DOS LETRAS
Yo voy corriendo detrás de una palabra. Fue arrojada por mi boca como una piedra. Atravesó el aire que nos separaba, y pudo parecer que te cayó en los ojos, por que tus ojos se volvieron rojos de dolor y de lágrimas. Yo arrojé la palabra como quien abre las puertas de una jaula y libera a las aves. La palabra avecilla jamás sera apresada y oscureció el sol con sus dos negras alas.
Me habías preguntado: ¿ Me quieres todavía?
La discusión pesaba aún entre nosotros. Me temblaban las manos, me temblaba la voz y las rodillas. Estaba herida, rabiosa, tensa, molesta..., tal vez también estaba temerosa, resguardándome detrás de esa armadura llena de espinas que es el orgullo. Y en vez de aquietar las aguas embravecidas, en vez de amansar el océano y convertirlo en un lago donde pudiéramos zambullirnos riendo y bebiéndonos la inmensidad del cielo reflejada en la piel, me contraje con un gesto de fiera agazapada y murmuré:
- No
¿ Me quieres todavía? No. ¿ Me quieres todavía? No. ¿Me quieres todavía? No. Desde ese instante me eché a correr detras de la palabra. Mi alma desbocada como un potro se lanzó tras ella. Había que atraparla. Pero no servían las lentes redes de cazar mariposas. Había que pescarla, pero no servían las largas líneas de pescar. Había que rescatarla de las aguas profundas. Había que traerla de las galaxias lejanas.

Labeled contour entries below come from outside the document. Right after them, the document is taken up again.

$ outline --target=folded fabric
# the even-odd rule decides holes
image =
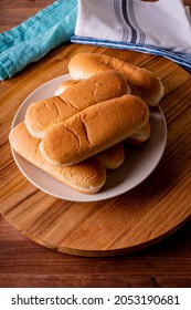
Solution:
[[[57,0],[20,25],[0,33],[0,79],[70,41],[77,17],[76,0]]]
[[[191,70],[191,23],[181,0],[78,0],[74,43],[166,56]]]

Palabra, palabrita pequeña, palabra de dos letras apenas, palabra de cuchillito, de sonido tan breve, de color tan intenso, palabra, palabrita con alitas de mosca, pósate en mi mano, vuelve, acércate a mi boca, entra en mí nuevamente y te tendre conmigo para siempre.
Pero no pude retenerla.
Fue directo a la herida, fue derecho a la duda, fue derecho al dolor. Y vi cómo pagabas el café y te arreglabas y tratabas de sonreír un "chau" al alejarte. Durante horas me quedé ahí, atragantándome con café, con desesperación y lágrimas.
Conociéndote como te conozco, sé que aunque volvamos a vernos, aunque nos estrechemos la mano y los cuerpos, nunca volverás a creer en la total plenitud de mi amor. Conociéndote como te conozco, sé que tendre que rogarte, que perseguirte, para que me creas nuevamente. Conociéndote como te conozco, sé que aunque en los momentos de alegría, en los momentos de luces y fuegos, la pequeña palabrita inalcanzable batirá sus alitas de mosca y pondrá una levísima sombre de permanente duda en tu mirada.
Y será mi enemiga, mi terrible enemiga para siempre, una palabra de tan solo dos letras.